Wieso gibt es dafür Wörter wie Mumu, Muschi, Lustgrotte oder gar anderer Wörter in einem Slang, den ich nun nicht näher darlegen möchte. Das Geheimnis liegt wohl in den Generationen vor unseren Eltern. Sprich es geht noch bei den Großeltern los. Diese verwendeten komische Begriffe um nicht in eine peinliche Situation zu geraten. Die Genitalien waren doch etwas mystisches. Und dieser Touch sollte behalten werden. Dummerweise tragen das nun schon Generationen bis in die Gegenwart fort.

Wird die Herkunft von Namen reflektiert, fällt etwas auf. Der Name den wir vergeben spiegelt unseren Charakter wieder. Nehmen wir als Beispiel den Namen des Kindes. Oder den, den das Kind mal bekommen soll. Der Name hängt zusammen mit der Sprache die wir bevorzugen, den schulischen Hintergrund, das Wissen über andere Kulturen, die Unwissenheit über fremde Kulturen oder das wenigere vorhanden sein von Intelligenz. So ähnlich steht es auch bei der Namensgebung der Genitalien. Der Name dem wir unserem Genital geben, lässt dem nach einen Rückschluss auf unsere Einstellung zum Sex zu.
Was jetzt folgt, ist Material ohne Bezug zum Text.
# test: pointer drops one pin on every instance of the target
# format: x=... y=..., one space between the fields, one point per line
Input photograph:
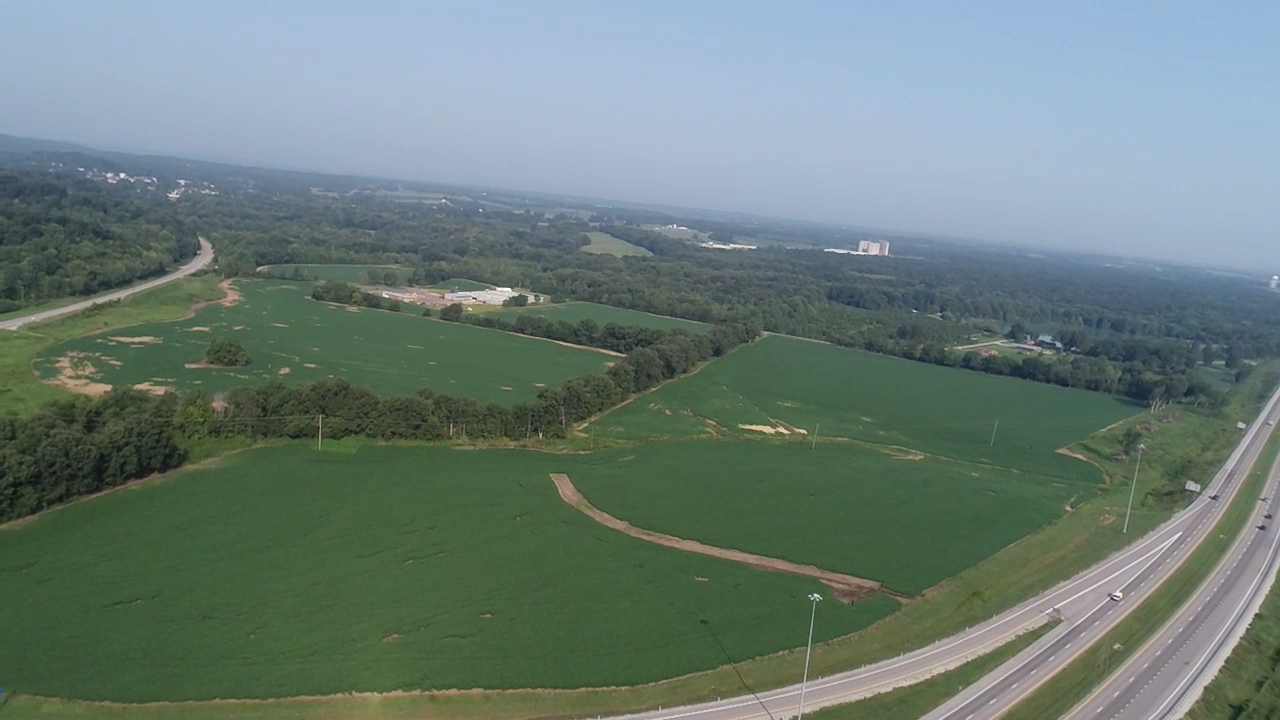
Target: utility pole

Frauen die ihre Vagina nennen wie es in der Schule gelehrt wird sind vielleicht davon überzeugt, dass ihre Vagina keine Extrabehandlung braucht. Sie ist, was sie ist und sie macht, was sie machen soll. Das bedeutet nicht direkt, dass diese Frauen sich unwohl beim Sex fühlen oder prüde sind. Sie sind nur der Überzeugung, dass die Vagina eine Art „Chancengleichheit“ im Kampf der Körperteile bekommen soll.

Ausdrücke wie Bärchen sind zwar niedlich und süß, suggerieren jedoch eine gewisse Verspieltheit im Bezug auf das Sexorgan. Frauen die diese Wörter in einem speziellen Kontext benutzen, sehen ihre Sexualität nicht als etwas statisches an sondern verändern ihre sexuelle Rolle. Es ist nicht gleichbedeutend damit, dass die Bildung etwas hinterher hinkt oder sie den biologischen Ausdruck nicht verwenden will, wenngleich das vorkommen mag. Es kommt nur darauf an wo diese Verniedlichung verwendet wird. Im eigenen Schlafzimmer beim Sex wirkt es anders als außerhalb der vier Wände. Was im Bett anregt mag außerhalb den Eindruck vermitteln, sexuell noch nicht so gereift zu sein.

Eine andere Art die Vagina zu benennen ist in einem Slang wo ich nun lieber darauf verzichte, die genauen Bezeichnungen zu schreiben. Es deutet aber darauf hin, dass dem Genital ein sehr großer Stellenwert zu Teil wird. Und das ist nicht unbedingt eine schlechte Sache. Eine Frau die sich mit dem Begriff P**sy eher anfreunden kann, wird vermutlich auch ihre Sexualität besser ausleben können und ihren Sex auf direktem Weg ausleben. Sie wird ganz genau wissen, dass auch sie „nur“ eine Vagina hat. Doch die Interpretation ist eine andere und lässt sie im Schlafzimmer etwas abenteuerlicher wirken.

Der vage Begriff von „da unten“ drückt ein Unbehagen im Bezug auf das eigene Geschlecht aus. Repäsentativ steht es für Frauen, die ihrer eigenen Sexualität nicht sicher sind. Manch böser Mensch könnte den Schluss ziehen, dass sie denkt es sei eine dunkle und geheimnisvolle Höhle, dort unterhalb des Bauchnabel. Es projeziert ebenso ein Bild davon, dass die Frau eine negatives, sexuelles Selbstbewusstsein hat. Ganz lapidar kann es auch einfach nur sein, dass der Name für „das da unten“ nicht bekannt ist.

Ich habe den Anschein vermittelt als würde ich darauf hindeuten wollen, was der richtige und was der falsche Name ist? Das sollte so natürlich nicht sein. Wie der Mensch ein Geschlechtsorgan betitelt steht natürlich im Kontext mit der Kultur in der er lebt, oder welcher Umgang gepflegt wird. Dazu kommen noch Faktoren, wie das Wohlbefinden ein Wort aussprechen zu können oder eben nicht. Es ist nicht so als gäbe es für den Penis keine Kosewörter, doch wenn es um die Vagina geht, wird es immer mystisch. Wieso? Nun vielleicht hängt es damit zusammen, dass dieses Organ innerhalb des Körpers ist und nicht wie der Penis außerhalb. Man sieht es eben nicht bzw. nicht alles. Zudem ist ein Name den wir vergeben ja nichts für die Ewigkeit und auch nicht in Stein gemeißelt. Oft hängt es auch vom „Publikum“ ab, das uns umgibt. Trotzdem ist es spannend zu sehen, wie viel Aufmerksamkeit einem einzigen Organ gespendet werden kann. Sex ist eben doch nicht etwas was nur einfach geschieht, sondern schon etwas rituelles. Es ist nicht so einfach wie Schuhe anziehen um in den Park zu gehen. Aber es macht Spaß.